Specialized diets can help some children achieve seizure control when anti-seizure medications are not effective. These diets include the ketogenic diet and the modified Atkins diet, both of which are high in fat, low in carbohydrates and have a moderate amount of protein. 

These diets may benefit children with epilepsies who have not responded to several different seizure medicines, children who aren't surgical candidates due to the location of the seizure focus or other factors, and children who have specific conditions including:

  • Lennox Gastaut syndrome
  • Infantile spasms (West syndrome)
  • Rett syndrome
  • Tuberous sclerosis complex
  • Dravet syndrome
  • Doose syndrome
  • GLUT-1 deficiency

These types of diets cause the body to burn fat for energy rather than relying solely on carbohydrates for energy. No one knows for sure why these diets are effective for some people with epilepsy. But studies show that up to two-thirds of children who follow one of these diets are helped by it. Some eventually may be able to decrease the dose of their anti-seizure medications or discontinue their medications altogether.

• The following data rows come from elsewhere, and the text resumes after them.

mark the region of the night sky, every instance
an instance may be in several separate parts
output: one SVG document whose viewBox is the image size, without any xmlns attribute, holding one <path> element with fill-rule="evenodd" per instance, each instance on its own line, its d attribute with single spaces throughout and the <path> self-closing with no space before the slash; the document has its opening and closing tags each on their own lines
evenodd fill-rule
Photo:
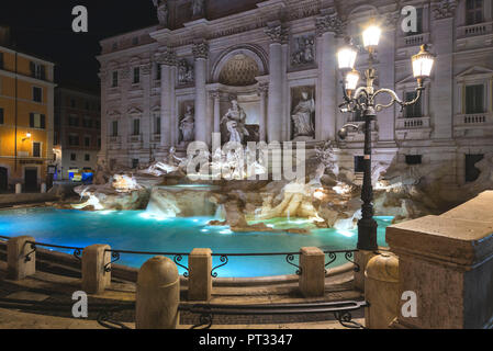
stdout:
<svg viewBox="0 0 493 351">
<path fill-rule="evenodd" d="M 88 9 L 88 33 L 71 30 L 76 5 Z M 157 22 L 152 0 L 0 0 L 0 24 L 10 25 L 19 50 L 54 61 L 57 83 L 93 91 L 99 41 Z"/>
</svg>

Dietitians at the Comprehensive Epilepsy Center have extensive experience in helping families who want to start a ketogenic or Modified Atkins Diet. They work closely with patients and families to create a meal plan that is as normal as possible so that kids can still enjoy eating and participate in special events, such as birthday parties.

Our team monitors children closely for possible side effects of the diets, such as constipation, and are available to answer questions and provide support over the long term.